In hindsight, it’s just a minor detail that showed the makeup of the team. They came back from 1-0 deficits in three times, and from 2-0 deficits twice. They were resilient, and they didn’t give in whenever they fell behind.

That’s all fine and dandy, but the B’s would probably rather change that aspect of this postseason by picking up some Game 1 victories.

Two of those Game 1 losses were shutouts, as the B’s were blanked by Carey Price in the Eastern Conference quarterfinals and Roberto Luongo in the Stanley Cup finals. The Bruins obviously recovered nicely in both series as well as the Eastern Conference finals (they lost Game 1, 5-2, to Tampa Bay), but they’d rather start their series with the Capitals differently.

“This team has a lot of confidence and knows how to play under pressure and just knows how to come back from deficits in a series or in a game, but it doesn’t mean we can just rely on that,” B’s defenseman Dennis Seidenberg said after Thursday’s morning skate. “We have to be focused and bring our A game tonight.”
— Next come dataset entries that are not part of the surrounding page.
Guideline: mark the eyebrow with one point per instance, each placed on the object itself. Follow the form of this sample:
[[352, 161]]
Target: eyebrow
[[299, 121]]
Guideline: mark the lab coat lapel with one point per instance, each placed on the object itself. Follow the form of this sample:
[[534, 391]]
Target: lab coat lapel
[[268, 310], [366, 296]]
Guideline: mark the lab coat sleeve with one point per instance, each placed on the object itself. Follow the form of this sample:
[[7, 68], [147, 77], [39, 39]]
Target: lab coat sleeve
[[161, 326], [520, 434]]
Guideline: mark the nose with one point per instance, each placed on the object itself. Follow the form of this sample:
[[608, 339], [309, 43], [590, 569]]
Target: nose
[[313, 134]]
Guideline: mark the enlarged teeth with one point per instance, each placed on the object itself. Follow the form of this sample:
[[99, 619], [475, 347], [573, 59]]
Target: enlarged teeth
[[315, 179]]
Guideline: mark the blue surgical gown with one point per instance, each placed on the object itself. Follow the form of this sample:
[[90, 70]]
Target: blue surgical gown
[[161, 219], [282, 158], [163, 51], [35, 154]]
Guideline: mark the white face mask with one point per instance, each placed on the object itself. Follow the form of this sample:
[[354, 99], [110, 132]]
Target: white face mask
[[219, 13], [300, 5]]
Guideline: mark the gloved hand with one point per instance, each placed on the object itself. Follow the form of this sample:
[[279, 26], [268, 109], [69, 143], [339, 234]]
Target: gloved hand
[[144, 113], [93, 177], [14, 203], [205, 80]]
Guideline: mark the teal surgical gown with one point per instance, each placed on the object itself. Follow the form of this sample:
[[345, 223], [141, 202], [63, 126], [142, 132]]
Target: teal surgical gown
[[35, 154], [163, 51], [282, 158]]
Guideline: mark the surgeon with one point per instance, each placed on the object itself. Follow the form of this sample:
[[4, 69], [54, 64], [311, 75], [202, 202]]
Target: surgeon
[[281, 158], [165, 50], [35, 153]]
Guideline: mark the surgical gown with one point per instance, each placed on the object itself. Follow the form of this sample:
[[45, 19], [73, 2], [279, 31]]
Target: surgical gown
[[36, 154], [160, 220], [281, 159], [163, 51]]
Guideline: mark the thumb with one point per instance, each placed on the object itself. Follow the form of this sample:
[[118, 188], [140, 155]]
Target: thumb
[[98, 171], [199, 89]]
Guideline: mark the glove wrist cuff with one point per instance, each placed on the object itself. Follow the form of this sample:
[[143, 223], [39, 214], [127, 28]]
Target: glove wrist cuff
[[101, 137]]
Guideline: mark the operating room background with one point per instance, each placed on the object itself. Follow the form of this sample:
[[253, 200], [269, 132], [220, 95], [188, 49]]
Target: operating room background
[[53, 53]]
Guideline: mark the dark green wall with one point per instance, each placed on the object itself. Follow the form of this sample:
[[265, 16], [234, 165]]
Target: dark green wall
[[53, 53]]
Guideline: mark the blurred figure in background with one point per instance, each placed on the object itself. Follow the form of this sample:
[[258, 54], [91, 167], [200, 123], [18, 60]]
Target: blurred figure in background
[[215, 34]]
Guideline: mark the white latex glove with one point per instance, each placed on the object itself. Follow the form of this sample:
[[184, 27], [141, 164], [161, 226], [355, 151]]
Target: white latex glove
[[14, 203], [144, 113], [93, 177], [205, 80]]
The numbers are skewed a bit by their 7-3 win over the Flyers in Game 1 of the conference semifinals last year, but the B’s were outscored, 11-9 in Game 1s last postseason (8-2 in their Game 1 losses). In the rest of the postseason, they outscored their opponents by a 72-42 margin.

A series is not won and lost in the first game, and truthfully, losing three of four Game 1s is a good thing because it means a team played in four Game 1s. Still, taking a series lead on home ice couldn’t hurt, could it?